THE growing popularity of mobile devices with large screens – called “phablets” – and also small screen wearable devices, such as smartwatches, is making interacting with them with one hand increasingly difficult.
This is especially true when trying to input text with one hand.
Computer scientists at the University of St Andrews have come up with the solution – a tilt-based gesture keyboard text entry technique that supports entering one word per gesture.
Called SWiM – Shape Writing in Motion – users tilt the device to control a pointer ball which traces a path for the gesture keyboard to input text.
Professor Aaron Quigley, Chair of Human Computer Interaction at the School of Computer Science at the University, said: “The design of both wearable and large mobile devices assumes both hands are free, however one-handed use of devices, regardless of their size, is now commonplace.
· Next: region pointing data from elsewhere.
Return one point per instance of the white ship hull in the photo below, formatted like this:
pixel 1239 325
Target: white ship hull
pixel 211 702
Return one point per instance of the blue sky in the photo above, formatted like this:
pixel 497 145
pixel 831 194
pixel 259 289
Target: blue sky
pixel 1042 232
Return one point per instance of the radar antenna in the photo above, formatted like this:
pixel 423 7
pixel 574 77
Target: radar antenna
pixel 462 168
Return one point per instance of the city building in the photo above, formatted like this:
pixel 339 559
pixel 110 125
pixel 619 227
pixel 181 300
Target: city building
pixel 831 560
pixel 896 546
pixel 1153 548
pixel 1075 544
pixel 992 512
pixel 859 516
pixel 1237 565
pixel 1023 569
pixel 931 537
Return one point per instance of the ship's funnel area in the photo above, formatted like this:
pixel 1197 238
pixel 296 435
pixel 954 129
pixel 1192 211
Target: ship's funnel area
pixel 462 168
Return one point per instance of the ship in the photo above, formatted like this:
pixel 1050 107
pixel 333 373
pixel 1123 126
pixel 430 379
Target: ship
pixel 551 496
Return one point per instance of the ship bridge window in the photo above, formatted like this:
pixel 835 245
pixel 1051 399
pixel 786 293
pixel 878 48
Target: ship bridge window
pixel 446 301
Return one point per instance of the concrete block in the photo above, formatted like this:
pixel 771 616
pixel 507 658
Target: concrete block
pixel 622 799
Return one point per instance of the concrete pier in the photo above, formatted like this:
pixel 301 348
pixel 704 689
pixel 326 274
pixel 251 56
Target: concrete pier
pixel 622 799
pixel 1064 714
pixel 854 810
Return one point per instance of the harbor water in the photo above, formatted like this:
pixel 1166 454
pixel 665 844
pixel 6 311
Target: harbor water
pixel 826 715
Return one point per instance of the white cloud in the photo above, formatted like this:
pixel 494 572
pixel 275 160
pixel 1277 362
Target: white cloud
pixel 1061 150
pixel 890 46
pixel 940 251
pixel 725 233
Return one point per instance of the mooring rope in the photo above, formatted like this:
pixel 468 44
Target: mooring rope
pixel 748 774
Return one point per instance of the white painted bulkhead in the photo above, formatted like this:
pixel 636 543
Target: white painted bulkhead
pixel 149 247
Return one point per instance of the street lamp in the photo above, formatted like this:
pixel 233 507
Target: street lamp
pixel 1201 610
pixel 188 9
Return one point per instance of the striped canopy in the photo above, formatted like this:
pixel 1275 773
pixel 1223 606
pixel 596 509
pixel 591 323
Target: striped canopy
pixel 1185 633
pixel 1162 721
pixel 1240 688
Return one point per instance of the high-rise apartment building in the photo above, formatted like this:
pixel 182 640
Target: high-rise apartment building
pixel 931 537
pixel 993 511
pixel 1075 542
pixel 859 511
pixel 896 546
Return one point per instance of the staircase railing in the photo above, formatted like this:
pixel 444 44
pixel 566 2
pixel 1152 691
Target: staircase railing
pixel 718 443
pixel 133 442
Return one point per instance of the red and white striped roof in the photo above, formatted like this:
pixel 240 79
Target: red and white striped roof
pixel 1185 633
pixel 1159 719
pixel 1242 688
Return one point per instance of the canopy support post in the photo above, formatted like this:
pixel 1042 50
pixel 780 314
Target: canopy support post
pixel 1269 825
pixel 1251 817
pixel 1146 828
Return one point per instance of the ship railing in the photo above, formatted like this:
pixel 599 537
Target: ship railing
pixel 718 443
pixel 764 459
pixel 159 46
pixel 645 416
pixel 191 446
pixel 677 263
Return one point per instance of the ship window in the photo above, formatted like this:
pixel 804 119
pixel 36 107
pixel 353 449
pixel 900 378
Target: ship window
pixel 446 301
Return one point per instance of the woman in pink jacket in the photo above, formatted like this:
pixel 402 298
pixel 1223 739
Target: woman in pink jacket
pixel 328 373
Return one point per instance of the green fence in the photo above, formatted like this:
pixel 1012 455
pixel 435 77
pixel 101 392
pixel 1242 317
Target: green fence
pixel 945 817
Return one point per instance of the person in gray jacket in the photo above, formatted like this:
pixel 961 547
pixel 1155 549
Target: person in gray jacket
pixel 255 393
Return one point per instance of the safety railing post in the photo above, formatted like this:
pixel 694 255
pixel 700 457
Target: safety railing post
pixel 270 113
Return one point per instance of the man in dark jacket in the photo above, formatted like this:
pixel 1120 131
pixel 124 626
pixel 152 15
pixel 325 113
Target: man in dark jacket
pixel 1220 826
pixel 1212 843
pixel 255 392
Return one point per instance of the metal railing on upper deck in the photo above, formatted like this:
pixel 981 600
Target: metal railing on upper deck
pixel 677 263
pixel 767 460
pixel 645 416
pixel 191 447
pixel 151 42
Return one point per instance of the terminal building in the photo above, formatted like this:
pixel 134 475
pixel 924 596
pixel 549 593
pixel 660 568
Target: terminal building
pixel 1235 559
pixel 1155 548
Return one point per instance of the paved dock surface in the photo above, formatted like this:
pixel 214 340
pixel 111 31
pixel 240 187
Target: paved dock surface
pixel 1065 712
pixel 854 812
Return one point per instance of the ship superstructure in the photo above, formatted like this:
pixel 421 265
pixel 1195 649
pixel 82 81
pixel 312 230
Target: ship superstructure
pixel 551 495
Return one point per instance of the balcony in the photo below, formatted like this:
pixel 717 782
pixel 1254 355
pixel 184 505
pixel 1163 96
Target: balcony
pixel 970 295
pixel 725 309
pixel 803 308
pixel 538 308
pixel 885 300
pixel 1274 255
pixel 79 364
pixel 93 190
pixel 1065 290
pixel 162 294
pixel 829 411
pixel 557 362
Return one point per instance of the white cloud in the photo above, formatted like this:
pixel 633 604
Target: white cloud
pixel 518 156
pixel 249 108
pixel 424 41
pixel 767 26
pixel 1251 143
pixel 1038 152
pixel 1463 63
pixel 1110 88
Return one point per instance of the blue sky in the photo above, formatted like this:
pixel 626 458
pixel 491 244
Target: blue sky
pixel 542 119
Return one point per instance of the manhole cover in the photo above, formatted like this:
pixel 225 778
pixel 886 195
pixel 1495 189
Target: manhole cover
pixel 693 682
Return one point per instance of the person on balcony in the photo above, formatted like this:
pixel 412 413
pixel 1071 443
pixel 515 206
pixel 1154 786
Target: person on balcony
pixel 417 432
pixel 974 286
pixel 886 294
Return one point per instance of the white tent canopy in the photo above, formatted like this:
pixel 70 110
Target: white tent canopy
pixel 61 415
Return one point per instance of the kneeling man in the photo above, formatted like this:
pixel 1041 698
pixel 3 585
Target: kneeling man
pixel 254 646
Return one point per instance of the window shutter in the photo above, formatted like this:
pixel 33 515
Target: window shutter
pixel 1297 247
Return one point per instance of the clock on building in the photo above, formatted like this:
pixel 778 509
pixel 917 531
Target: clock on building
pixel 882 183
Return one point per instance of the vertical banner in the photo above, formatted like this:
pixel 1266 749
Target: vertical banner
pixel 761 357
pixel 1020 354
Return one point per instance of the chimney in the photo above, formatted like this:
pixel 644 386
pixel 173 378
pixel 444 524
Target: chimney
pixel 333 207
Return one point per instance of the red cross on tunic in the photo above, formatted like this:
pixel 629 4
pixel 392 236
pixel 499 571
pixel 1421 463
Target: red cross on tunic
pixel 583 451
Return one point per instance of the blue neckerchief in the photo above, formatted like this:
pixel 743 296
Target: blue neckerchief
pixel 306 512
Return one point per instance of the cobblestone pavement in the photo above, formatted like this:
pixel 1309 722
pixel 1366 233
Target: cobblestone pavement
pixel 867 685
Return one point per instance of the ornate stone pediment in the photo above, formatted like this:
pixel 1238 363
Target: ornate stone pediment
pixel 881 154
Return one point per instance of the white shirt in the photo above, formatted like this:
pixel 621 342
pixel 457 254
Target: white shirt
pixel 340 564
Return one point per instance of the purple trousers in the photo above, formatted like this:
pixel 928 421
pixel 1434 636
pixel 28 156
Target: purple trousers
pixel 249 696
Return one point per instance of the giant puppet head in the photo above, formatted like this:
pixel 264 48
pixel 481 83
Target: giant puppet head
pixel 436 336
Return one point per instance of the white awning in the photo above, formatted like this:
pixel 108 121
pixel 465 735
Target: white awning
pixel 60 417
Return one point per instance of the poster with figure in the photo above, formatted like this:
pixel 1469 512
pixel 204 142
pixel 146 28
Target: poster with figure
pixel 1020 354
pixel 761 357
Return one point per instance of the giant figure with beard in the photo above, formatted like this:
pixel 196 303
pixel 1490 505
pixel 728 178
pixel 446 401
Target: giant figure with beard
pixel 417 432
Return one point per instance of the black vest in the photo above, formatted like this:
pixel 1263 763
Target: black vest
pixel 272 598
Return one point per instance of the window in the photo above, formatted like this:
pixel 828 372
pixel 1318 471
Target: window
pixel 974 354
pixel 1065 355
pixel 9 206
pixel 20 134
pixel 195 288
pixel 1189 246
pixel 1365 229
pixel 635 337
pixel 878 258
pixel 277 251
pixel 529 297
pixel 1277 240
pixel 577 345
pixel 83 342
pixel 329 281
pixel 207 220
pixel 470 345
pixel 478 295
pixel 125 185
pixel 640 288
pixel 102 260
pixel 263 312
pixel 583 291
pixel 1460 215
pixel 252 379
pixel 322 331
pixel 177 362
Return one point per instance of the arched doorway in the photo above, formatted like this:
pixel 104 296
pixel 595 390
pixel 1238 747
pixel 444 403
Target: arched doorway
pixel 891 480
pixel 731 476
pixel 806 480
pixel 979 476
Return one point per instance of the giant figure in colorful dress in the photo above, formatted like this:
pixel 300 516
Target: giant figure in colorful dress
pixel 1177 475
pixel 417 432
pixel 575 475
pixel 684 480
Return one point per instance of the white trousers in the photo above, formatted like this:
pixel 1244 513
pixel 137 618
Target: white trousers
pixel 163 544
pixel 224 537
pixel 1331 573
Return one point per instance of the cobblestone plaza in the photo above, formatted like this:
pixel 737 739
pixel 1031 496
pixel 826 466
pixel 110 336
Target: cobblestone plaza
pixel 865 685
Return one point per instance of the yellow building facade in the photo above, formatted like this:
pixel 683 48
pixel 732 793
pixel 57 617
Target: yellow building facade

Indeed, if you are reading this on a mobile device, ask yourself, are you holding the device with one hand or two?
“When we consider phablets, it’s difficult to hold them firmly in one hand, let alone interact with them. This is due, in part, to the limited functional area of the thumb which makes it difficult to reach all areas of the screen.”
“In addition, unintended touches from the palm area may occur. These problems will be exacerbated if the trend of larger mobile phone screens continues. Yet, there are many occasions when the user’s other hand is encumbered or not available, such as due to a disability or when holding a bag, a cup of coffee, or an umbrella.”
Hui-Shyong Yeo, postgraduate researcher in the School of Computer Science at the University, who led the project, said: “SWiM is based on the shape writing technique commonly referred to as a gesture keyboard, which we extend to support input by tilt. Instead of using a finger to draw over the on-screen keyboard, we use wrist motion of the dominant hand to trace an input to perform shape writing.”
A pilot study showed that first time users could achieve a rate of 15 words per minute (wpm) after minimal practice and a rate of 32 wpm after approximately 90 minutes of practice.
Professor Aaron Quigley added: “As more and more computation is woven into the fabric of our lives, fluid interaction with such systems and devices requires us to examine our thinking about such interaction and challenge our basic assumptions. SWiM does this, as it affords people a new way to input text and it solves a number of real problems people have today with both small and large devices used with one hand.
“While SWiM can be applied to smaller devices such as smartwatches and larger devices like tablets, as shown in our studies, we suggest that it can be also applied to game controllers or VR headsets.”